Les semences sont distribuées en Egypte par l’entreprise Fine Seeds International [2]. Mohammad Taeb, expert en transfert de technologie et ancien coordinateur du programme de recherche et de développement de la capacité humaine à l’Institut d’études supérieures de l’Université des Nations unies (basée au Japon) considère le partenariat avec Monsanto comme "un mécanisme de transfert de technologie des pays développés vers les pays en développement". Cependant, il précise que pour saisir cette opportunité, "les pays en développement ont besoin d’une capacité institutionnelle minimale pour pouvoir tirer avantage de ce transfert. Autrement, les entreprises viennent dans les pays en développement, empochent les bénéfices commerciaux et ne donnent rien en retour". En conséquence, "ce qui importe réellement est le savoir-faire technique utilisé pour élaborer le maïs ou le coton GM. Si ce dernier est transmis à l’Égypte, la présence de Monsanto est la bienvenue, [...]. Mais ce que j’ai pu constater dans les faits, c’est l’incapacité des pays en développement à absorber la technologie de pointe amenée par les groupes étrangers. Ce qui nous ramène au problème de la capacité institutionnelle des pays en développement à gérer le transfert de technologie".

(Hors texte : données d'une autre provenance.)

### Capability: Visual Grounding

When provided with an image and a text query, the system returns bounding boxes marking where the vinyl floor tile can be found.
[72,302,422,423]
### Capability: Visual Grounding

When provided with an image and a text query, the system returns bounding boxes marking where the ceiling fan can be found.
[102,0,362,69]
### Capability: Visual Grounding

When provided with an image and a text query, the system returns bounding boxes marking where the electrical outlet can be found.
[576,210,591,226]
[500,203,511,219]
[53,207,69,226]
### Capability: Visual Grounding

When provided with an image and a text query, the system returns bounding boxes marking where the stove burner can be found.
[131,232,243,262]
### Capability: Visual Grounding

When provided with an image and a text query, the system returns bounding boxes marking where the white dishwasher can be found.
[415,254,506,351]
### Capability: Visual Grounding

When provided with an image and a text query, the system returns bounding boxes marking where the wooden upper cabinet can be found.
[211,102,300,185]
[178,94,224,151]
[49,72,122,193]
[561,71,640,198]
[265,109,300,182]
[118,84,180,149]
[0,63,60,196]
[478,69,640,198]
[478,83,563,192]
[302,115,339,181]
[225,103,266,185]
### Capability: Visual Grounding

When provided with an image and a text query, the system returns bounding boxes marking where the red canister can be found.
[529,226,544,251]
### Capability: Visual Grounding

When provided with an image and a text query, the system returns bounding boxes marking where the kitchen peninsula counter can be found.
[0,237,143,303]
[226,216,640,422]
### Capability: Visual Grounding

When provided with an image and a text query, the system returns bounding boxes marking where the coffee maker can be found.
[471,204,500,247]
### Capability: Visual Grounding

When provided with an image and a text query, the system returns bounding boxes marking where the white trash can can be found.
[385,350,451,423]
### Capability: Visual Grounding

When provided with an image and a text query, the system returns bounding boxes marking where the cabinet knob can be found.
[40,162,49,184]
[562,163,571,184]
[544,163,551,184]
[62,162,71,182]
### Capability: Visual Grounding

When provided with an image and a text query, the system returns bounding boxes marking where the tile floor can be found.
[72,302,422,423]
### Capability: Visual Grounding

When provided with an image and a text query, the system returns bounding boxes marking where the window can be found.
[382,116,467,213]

Quant à Nagib Nassar, professeur égyptien de génétique et de sélection végétale à l’Université du Brésil, il voit dans l’interdiction de ressemer la récolte des grains GM une menace. Il explique que "les exploitants les plus humbles devront obligatoirement détruire les semences qui leur restent après le semis. Pour la récolte suivante, ils devront acheter de nouvelles semences à la multinationale. Or, lorsqu’ils détruisent les semences, ils détruisent également la variabilité génétique dont auraient pu profiter les futures récoltes". Ainsi, il s’attend à ce que la régénération des semences céréalières soit interrompue au niveau des villages égyptiens. Ceci aurait pour conséquence la rupture du cycle agricole, au cours duquel les exploitants stockent les semences pour les récolter à la saison suivante. [3]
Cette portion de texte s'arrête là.